From this lab what does it mean ideal curve ? Im unable to understand the statement . can someone explain briefly ?

  • the ‘ideal’ curves represent the generator model to which noise was added to achieve the data set

Hey @Anbu,
The data that has been used to plot this curve is artificially generated, the code for which you can find in the plt_overfit.py script. Also, you will find that some noise has been added to this artificially generated data to make it resemble more closely to the real-world data.

So, the expression “generator model to which noise was added to achieve the data set” refers to the model (all the different segments of code) used to create the dataset, and the statement states that the “ideal” curves represent this model, or in other words, the “ideal” curves are able to find out the mapping between x_0 and x_1, that this model creates. Let me know if this helps.


Thanks sir for the reply. But what is the use of having ideal curves drawn using artifical noise data. ? what it is showing for us ?

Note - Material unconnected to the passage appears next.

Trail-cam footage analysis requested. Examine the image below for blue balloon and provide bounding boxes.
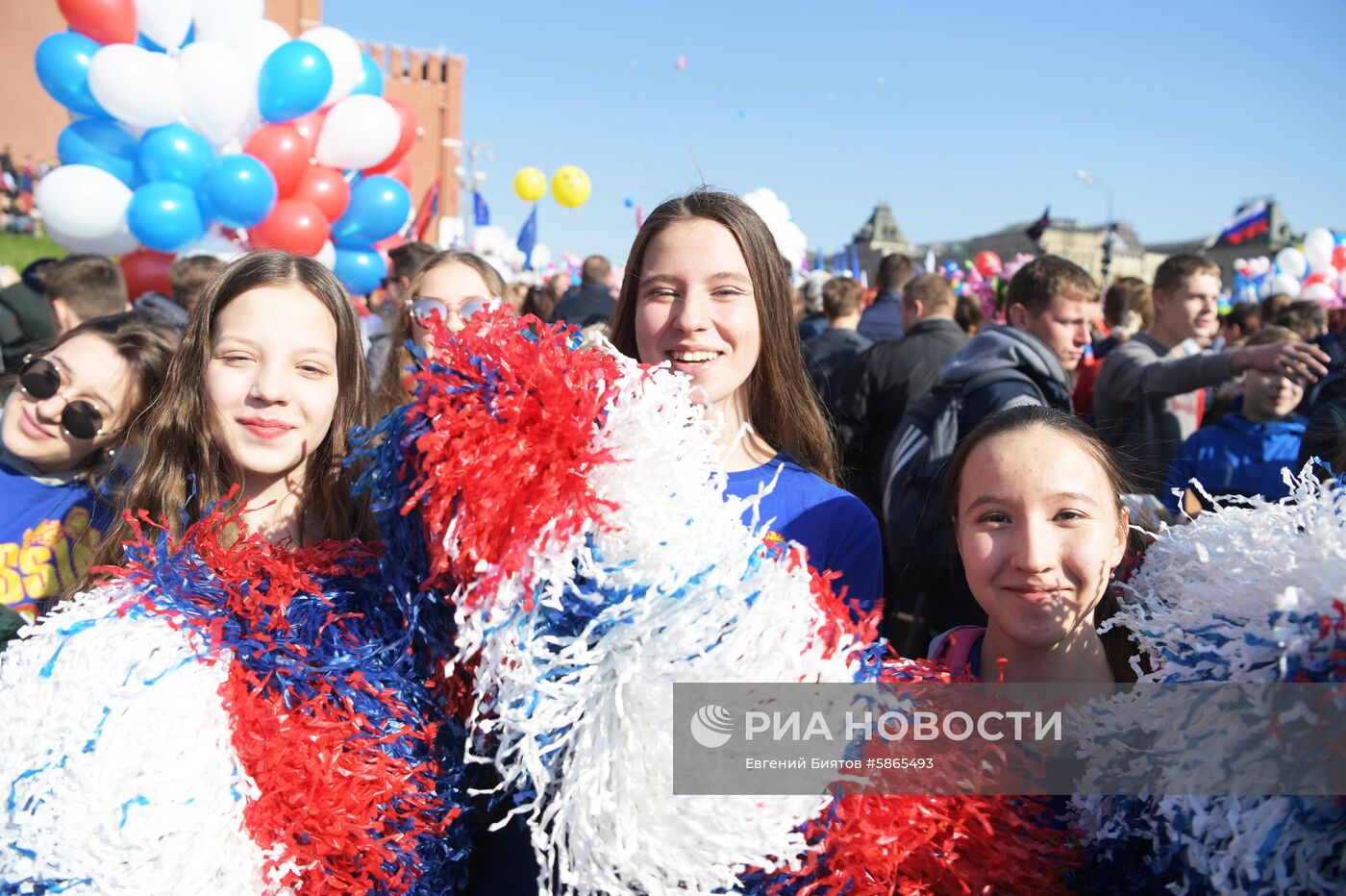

Generator model means used to create the dataset ? Is it prediction final model ?

Can you please sir ?

Hey @Anbu,
The aim of the lab is to depict the concept of “Overfitting”, which I am assuming, you have understood from the lecture videos, and if not, then please review the lecture videos once again.

Getting to the lab, we are not using “artificial noise data”, we are using “artificially generated data to which noise is added”. Please read this carefully to understood the difference between the 2. If the latter expression seems to be confusing, then just assume that we are using a real-world dataset with 2 features x_0 and x_1.

I believe, once you understand that “artificially generated data to which noise is added” is equivalent to any other real-world dataset, you won’t have to think much about what the “generator model” is and what does it do.

But even if you want to, let me try. A real-world dataset is created by collecting samples from different sources. So, tell me this, how will be an artificial dataset created? You will need some function, which takes in the input variables, and produce some output, which will be your true label (or true value), right? This function is none other than our generator model in this case.

Now, this query seems to be a bit abstract. The predictions are the values that are supposed to be similar to the true labels/values.

I hope this helps.

P.S. - Please don’t refer to me as Sir. I am just a learner like you.


It’s an easy way to generate a data set for testing your code.